After a board meeting of the International Monetary Fund (FMI) on June 24, which focused on evaluating the sustainability of Ivorian debt, the Washington-based financial institution reclassified the nation into the “low risk” category for debt distress. This significant upgrade applies to both its external and overall public debt, marking an unprecedented achievement in Sub-Saharan Africa and substantially enhancing Abidjan’s financial credibility among international investors. “This development signifies a break from over a decade of being classified as ‘moderate’ risk, a status held since reaching the completion point of the Heavily Indebted Poor Countries (HIPC) Initiative in 2012,” proudly announced the Ivorian Ministry of Economy, Finance and Budget on Thursday, June 25.
This decision is a direct result of two years of diligent budgetary consolidation efforts, implemented as part of the program agreed upon with the FMI in May 2023. It underscores the enhanced borrowing capacity of the Ivorian state, largely attributed to proactive debt management strategies and a consistent increase in public revenues. By the close of 2025, the central government’s debt was estimated at 33,159 billion CFA francs, representing 57.1% of GDP, a notable reduction from 59.5% just one year prior.

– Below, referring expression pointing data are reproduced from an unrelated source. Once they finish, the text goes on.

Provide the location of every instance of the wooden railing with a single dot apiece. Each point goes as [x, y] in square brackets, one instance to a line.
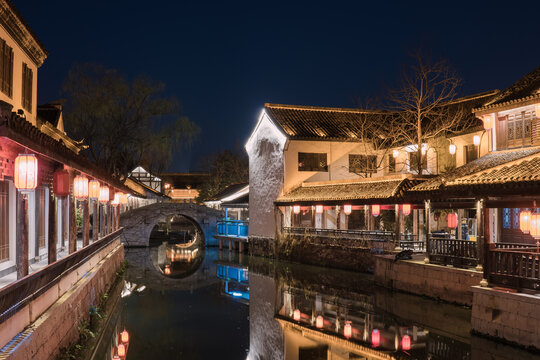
[233, 228]
[516, 268]
[412, 242]
[18, 294]
[446, 251]
[372, 235]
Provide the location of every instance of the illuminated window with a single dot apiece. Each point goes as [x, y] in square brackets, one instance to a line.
[6, 68]
[312, 162]
[362, 164]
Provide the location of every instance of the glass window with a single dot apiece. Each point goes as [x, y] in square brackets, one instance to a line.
[312, 162]
[4, 220]
[362, 164]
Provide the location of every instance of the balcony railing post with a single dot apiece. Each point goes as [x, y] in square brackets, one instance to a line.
[427, 205]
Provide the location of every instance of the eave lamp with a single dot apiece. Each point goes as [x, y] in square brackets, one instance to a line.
[319, 322]
[452, 220]
[375, 338]
[406, 208]
[347, 330]
[26, 172]
[406, 342]
[296, 315]
[80, 187]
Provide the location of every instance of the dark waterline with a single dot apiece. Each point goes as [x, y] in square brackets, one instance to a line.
[232, 307]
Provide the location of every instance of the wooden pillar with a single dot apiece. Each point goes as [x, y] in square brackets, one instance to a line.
[51, 246]
[72, 225]
[86, 223]
[95, 221]
[427, 205]
[397, 228]
[22, 236]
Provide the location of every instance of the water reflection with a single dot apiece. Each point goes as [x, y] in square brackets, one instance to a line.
[233, 307]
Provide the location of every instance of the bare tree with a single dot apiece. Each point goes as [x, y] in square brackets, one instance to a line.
[425, 106]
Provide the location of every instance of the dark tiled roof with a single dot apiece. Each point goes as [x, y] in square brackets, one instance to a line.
[228, 191]
[523, 170]
[49, 113]
[309, 122]
[486, 162]
[525, 88]
[366, 190]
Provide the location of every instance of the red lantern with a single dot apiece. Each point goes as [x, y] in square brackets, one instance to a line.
[347, 329]
[452, 220]
[104, 194]
[406, 209]
[535, 225]
[93, 189]
[80, 187]
[61, 183]
[121, 350]
[124, 336]
[406, 342]
[296, 315]
[319, 322]
[525, 221]
[375, 338]
[26, 172]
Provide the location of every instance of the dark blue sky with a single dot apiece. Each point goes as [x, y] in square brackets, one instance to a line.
[224, 60]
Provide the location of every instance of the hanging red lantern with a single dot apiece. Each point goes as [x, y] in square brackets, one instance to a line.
[406, 342]
[375, 338]
[93, 189]
[406, 209]
[296, 315]
[124, 336]
[347, 329]
[535, 225]
[80, 187]
[104, 194]
[319, 322]
[26, 172]
[121, 350]
[61, 183]
[452, 220]
[525, 221]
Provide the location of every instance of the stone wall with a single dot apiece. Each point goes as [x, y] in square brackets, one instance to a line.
[438, 282]
[514, 317]
[51, 321]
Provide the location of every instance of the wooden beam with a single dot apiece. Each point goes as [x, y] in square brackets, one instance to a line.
[22, 236]
[53, 230]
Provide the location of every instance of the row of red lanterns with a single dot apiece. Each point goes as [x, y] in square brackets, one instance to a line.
[347, 331]
[347, 209]
[26, 178]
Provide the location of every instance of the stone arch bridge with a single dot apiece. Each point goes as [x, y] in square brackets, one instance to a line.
[138, 223]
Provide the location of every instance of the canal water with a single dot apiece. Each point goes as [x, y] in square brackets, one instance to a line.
[186, 302]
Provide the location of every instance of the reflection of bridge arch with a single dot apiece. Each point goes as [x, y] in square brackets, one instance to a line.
[138, 223]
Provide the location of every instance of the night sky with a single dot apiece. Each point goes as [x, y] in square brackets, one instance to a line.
[224, 60]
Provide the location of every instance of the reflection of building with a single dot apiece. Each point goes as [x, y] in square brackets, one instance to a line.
[234, 281]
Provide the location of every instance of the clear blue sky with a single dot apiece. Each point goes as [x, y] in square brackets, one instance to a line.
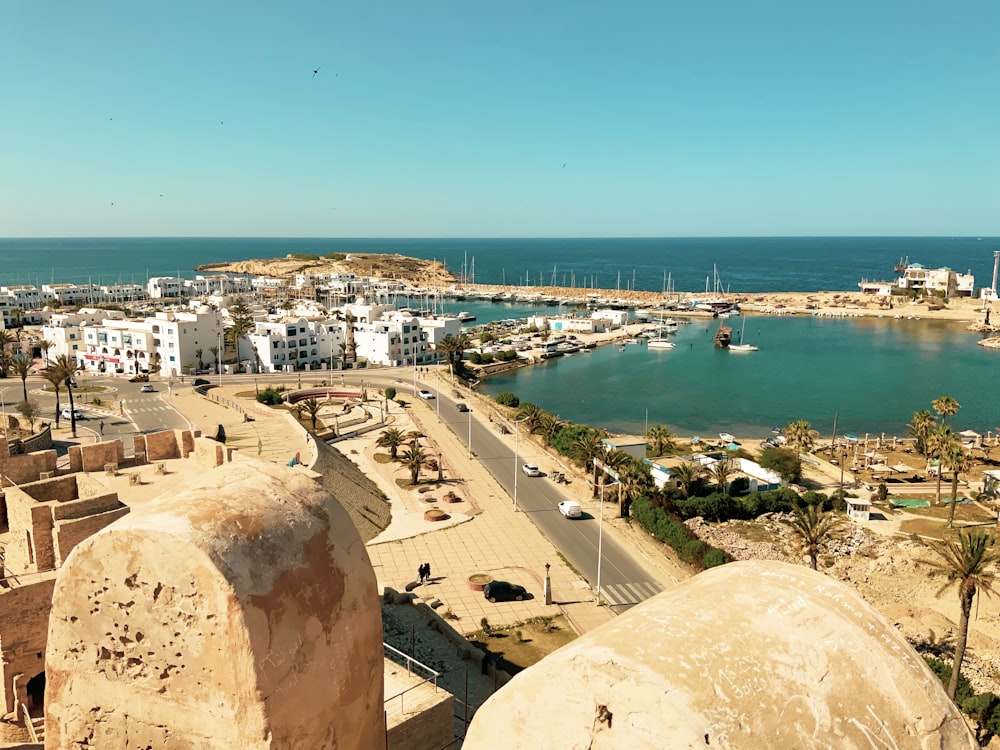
[465, 119]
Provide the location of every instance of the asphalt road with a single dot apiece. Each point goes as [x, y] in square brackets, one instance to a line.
[623, 581]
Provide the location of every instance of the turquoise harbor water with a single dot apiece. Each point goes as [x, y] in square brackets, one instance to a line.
[874, 372]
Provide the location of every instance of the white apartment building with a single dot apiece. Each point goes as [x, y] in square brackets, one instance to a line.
[395, 340]
[65, 330]
[165, 287]
[297, 344]
[128, 346]
[74, 295]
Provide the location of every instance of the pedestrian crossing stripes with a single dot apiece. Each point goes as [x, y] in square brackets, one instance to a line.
[629, 593]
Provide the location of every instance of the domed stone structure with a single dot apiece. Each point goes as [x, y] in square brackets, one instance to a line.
[242, 613]
[747, 655]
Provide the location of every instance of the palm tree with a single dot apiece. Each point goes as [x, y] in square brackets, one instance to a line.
[721, 471]
[21, 364]
[548, 426]
[938, 443]
[921, 426]
[531, 414]
[54, 376]
[66, 366]
[414, 458]
[311, 407]
[44, 345]
[970, 561]
[585, 449]
[686, 475]
[391, 439]
[661, 439]
[945, 406]
[957, 461]
[799, 435]
[813, 529]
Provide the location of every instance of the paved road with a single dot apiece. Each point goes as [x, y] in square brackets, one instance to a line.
[624, 582]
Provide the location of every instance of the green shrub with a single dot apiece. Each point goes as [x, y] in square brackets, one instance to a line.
[507, 399]
[269, 396]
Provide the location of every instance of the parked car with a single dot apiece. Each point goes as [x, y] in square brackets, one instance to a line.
[570, 509]
[502, 591]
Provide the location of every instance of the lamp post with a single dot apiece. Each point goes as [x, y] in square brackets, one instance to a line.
[517, 434]
[600, 544]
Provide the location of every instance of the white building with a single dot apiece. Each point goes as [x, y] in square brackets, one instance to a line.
[398, 339]
[129, 346]
[64, 331]
[297, 344]
[165, 287]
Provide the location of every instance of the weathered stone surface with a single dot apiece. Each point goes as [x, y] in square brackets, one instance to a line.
[748, 655]
[240, 613]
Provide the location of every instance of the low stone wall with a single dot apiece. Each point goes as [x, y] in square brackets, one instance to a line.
[95, 457]
[27, 468]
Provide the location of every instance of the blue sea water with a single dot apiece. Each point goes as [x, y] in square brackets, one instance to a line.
[874, 373]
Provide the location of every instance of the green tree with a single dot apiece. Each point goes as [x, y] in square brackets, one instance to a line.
[946, 406]
[783, 461]
[67, 368]
[957, 461]
[21, 364]
[414, 459]
[721, 471]
[970, 561]
[391, 439]
[799, 435]
[812, 529]
[939, 442]
[54, 376]
[660, 439]
[311, 407]
[921, 427]
[241, 323]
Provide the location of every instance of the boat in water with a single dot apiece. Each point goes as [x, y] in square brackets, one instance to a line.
[741, 347]
[660, 343]
[723, 337]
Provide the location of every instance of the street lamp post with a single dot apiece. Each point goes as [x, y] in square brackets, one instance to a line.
[517, 434]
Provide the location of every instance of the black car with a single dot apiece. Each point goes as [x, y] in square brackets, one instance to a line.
[501, 591]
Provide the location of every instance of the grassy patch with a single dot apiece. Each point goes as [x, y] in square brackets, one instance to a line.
[526, 643]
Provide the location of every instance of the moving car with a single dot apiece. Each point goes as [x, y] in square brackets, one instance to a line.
[570, 509]
[502, 591]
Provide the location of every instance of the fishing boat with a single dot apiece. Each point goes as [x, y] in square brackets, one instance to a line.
[723, 337]
[741, 347]
[660, 343]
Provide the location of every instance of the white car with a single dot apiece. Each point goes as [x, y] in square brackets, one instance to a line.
[570, 509]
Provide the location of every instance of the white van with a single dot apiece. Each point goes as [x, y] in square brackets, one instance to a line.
[570, 509]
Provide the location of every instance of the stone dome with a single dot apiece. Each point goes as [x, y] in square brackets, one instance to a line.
[242, 612]
[746, 655]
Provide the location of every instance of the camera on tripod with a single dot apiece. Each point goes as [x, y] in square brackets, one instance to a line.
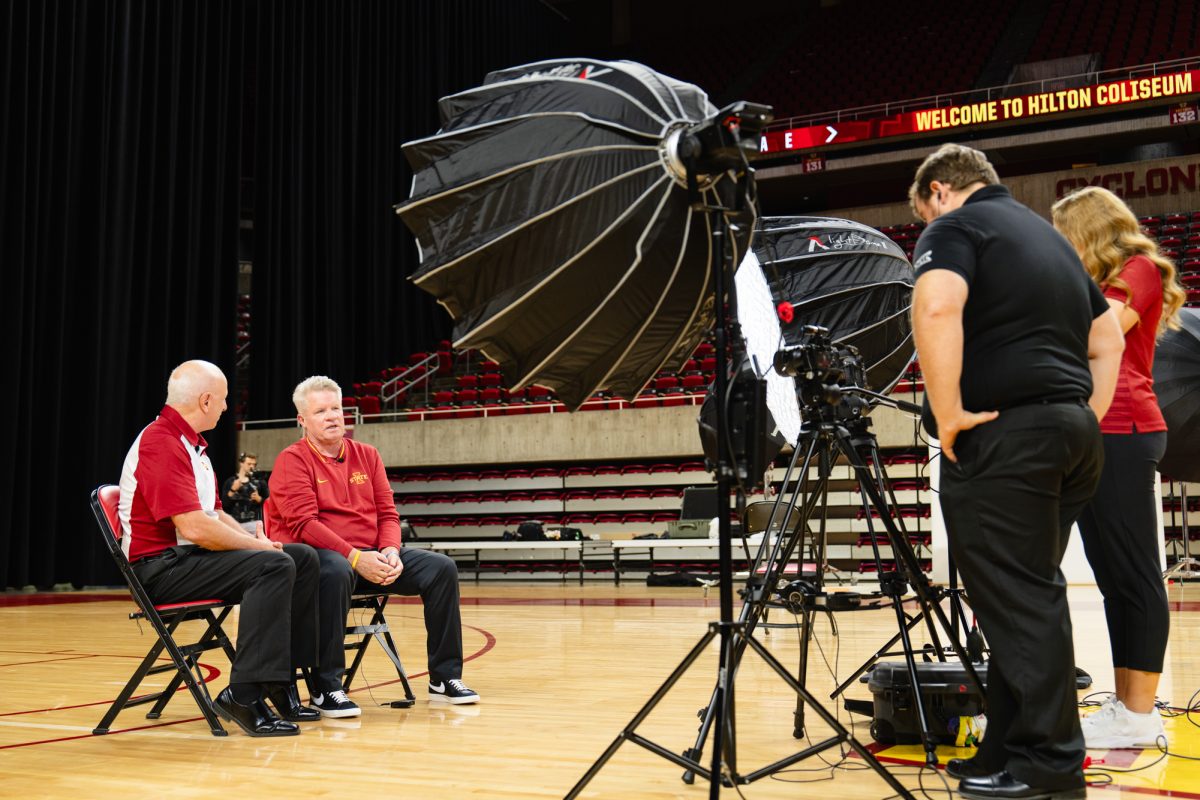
[823, 372]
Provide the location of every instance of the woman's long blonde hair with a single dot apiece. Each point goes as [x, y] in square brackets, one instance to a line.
[1102, 228]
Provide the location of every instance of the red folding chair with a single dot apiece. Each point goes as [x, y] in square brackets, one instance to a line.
[165, 620]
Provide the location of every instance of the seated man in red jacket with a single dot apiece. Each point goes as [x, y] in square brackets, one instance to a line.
[333, 493]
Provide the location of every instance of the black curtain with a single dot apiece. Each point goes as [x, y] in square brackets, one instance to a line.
[335, 89]
[119, 218]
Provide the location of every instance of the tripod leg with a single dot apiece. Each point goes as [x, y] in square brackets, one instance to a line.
[918, 702]
[840, 732]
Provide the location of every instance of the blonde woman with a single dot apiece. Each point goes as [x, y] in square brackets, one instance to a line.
[1120, 525]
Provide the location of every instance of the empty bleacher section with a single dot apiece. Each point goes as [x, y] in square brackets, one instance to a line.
[465, 511]
[1119, 32]
[876, 52]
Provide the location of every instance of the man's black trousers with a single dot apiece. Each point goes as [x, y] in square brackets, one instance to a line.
[277, 590]
[1009, 503]
[432, 576]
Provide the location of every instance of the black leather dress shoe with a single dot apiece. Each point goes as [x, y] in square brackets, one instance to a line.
[1003, 785]
[963, 768]
[287, 703]
[255, 719]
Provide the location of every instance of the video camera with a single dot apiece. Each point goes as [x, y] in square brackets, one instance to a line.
[823, 372]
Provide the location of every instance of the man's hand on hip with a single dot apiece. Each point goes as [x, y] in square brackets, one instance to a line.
[949, 428]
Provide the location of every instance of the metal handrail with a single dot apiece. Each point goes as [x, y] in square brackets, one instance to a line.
[990, 92]
[555, 407]
[353, 416]
[385, 392]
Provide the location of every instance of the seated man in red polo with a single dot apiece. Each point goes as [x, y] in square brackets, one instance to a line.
[185, 547]
[333, 493]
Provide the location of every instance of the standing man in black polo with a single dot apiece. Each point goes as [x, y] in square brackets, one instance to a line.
[1020, 355]
[243, 494]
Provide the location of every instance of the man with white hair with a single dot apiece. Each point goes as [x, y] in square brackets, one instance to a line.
[185, 547]
[333, 493]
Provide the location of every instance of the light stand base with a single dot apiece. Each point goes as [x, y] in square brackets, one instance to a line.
[736, 639]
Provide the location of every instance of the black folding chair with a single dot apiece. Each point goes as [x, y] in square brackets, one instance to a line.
[165, 620]
[377, 629]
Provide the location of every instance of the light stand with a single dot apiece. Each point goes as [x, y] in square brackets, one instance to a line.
[733, 635]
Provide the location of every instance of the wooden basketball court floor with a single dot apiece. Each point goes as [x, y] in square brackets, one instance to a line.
[562, 668]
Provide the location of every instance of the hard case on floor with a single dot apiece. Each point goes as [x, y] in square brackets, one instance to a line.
[947, 693]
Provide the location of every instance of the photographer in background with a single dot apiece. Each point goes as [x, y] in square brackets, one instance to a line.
[243, 495]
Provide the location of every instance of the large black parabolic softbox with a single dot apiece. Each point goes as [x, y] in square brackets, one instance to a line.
[846, 277]
[555, 223]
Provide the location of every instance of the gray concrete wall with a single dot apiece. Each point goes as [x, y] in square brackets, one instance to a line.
[585, 435]
[1158, 186]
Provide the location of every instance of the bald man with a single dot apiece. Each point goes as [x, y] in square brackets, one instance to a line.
[185, 547]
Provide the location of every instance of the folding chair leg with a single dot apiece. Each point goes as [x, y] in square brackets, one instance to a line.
[389, 648]
[382, 632]
[191, 654]
[123, 699]
[199, 691]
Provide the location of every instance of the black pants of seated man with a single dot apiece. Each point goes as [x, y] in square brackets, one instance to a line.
[1009, 503]
[432, 576]
[277, 590]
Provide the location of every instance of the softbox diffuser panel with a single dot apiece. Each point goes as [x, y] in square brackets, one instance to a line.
[553, 232]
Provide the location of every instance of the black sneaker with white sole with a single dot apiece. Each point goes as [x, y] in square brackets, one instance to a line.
[451, 691]
[335, 704]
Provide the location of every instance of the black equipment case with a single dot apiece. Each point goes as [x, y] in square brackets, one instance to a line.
[947, 693]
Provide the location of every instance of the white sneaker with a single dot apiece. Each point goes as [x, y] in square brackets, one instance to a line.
[1115, 727]
[451, 691]
[335, 704]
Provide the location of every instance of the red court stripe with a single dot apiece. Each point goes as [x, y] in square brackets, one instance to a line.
[43, 661]
[59, 599]
[91, 735]
[210, 673]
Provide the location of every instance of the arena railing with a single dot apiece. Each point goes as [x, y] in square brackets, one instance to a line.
[397, 385]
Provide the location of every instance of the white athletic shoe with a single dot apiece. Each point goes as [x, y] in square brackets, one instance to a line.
[1114, 727]
[335, 704]
[451, 691]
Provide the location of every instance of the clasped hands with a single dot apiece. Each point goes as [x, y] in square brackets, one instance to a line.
[379, 567]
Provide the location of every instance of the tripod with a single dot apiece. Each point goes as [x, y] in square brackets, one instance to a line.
[837, 429]
[735, 636]
[1186, 566]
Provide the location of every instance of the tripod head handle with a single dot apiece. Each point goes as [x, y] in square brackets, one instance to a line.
[883, 400]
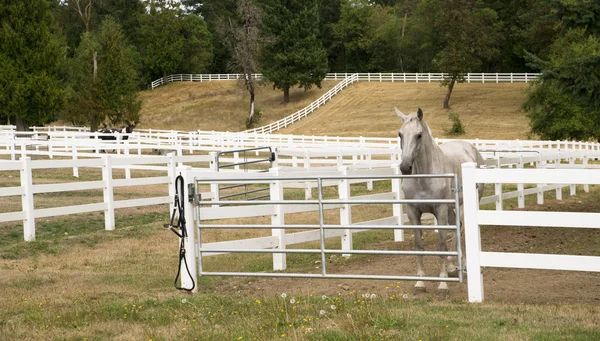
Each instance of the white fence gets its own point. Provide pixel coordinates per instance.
(288, 120)
(370, 77)
(474, 217)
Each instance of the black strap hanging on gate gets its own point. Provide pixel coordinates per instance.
(179, 208)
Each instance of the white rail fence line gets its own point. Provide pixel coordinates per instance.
(28, 189)
(474, 217)
(369, 77)
(288, 120)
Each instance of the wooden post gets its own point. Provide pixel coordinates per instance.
(345, 211)
(277, 219)
(27, 200)
(472, 232)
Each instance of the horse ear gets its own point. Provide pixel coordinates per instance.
(400, 114)
(420, 114)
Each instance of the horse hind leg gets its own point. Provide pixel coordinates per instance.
(415, 219)
(442, 218)
(452, 266)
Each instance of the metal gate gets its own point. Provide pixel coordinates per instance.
(321, 202)
(243, 163)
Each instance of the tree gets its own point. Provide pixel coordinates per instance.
(469, 35)
(172, 43)
(244, 42)
(565, 102)
(296, 56)
(30, 59)
(106, 91)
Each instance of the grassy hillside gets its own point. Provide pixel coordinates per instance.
(221, 105)
(488, 111)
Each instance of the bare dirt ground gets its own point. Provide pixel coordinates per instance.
(487, 111)
(501, 285)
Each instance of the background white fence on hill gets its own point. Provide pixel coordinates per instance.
(474, 217)
(370, 77)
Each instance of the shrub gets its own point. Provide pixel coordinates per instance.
(255, 120)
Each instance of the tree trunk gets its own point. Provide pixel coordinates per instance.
(448, 94)
(286, 95)
(251, 117)
(21, 125)
(93, 125)
(404, 23)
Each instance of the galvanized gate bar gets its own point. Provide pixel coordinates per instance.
(335, 251)
(333, 276)
(328, 202)
(321, 203)
(333, 227)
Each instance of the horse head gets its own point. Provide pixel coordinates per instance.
(412, 133)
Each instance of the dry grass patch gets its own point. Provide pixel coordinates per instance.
(487, 111)
(220, 106)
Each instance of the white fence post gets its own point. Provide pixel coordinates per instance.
(109, 211)
(27, 200)
(307, 184)
(397, 208)
(172, 174)
(559, 189)
(573, 188)
(214, 166)
(74, 155)
(277, 219)
(190, 241)
(345, 211)
(521, 187)
(586, 187)
(472, 233)
(540, 187)
(127, 168)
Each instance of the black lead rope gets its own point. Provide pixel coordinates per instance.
(179, 208)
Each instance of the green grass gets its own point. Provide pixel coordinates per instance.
(310, 317)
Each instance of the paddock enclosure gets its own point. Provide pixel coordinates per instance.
(337, 189)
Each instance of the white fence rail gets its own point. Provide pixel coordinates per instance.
(422, 77)
(474, 217)
(288, 120)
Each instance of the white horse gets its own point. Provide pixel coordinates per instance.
(422, 155)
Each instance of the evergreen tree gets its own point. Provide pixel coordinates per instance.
(104, 91)
(469, 35)
(296, 56)
(172, 43)
(565, 102)
(30, 58)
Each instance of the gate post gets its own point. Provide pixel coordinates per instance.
(27, 200)
(277, 219)
(190, 240)
(472, 233)
(214, 166)
(397, 208)
(109, 210)
(345, 211)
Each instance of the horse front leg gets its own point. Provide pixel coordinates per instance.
(441, 213)
(415, 219)
(452, 266)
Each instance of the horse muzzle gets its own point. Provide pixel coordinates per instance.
(406, 169)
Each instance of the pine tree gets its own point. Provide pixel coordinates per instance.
(30, 58)
(296, 55)
(106, 92)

More broadly, the FMI’s endorsement of Côte d’Ivoire’s risk profile confirms the confidence already demonstrated by financial markets. In February, Côte d’Ivoire successfully raised 1.3 billion dollars through a eurobond with a fifteen-year maturity. The issuance was nearly five times oversubscribed, attracting an order book of 6.3 billion dollars. Crucially, the 5.39% coupon represented the lowest financing cost secured by a Sub-Saharan African issuer in the eurobond market over the past five years. This dual recognition – from both the markets and now the FMI – firmly establishes Côte d’Ivoire as a benchmark sovereign signature in Sub-Saharan Africa.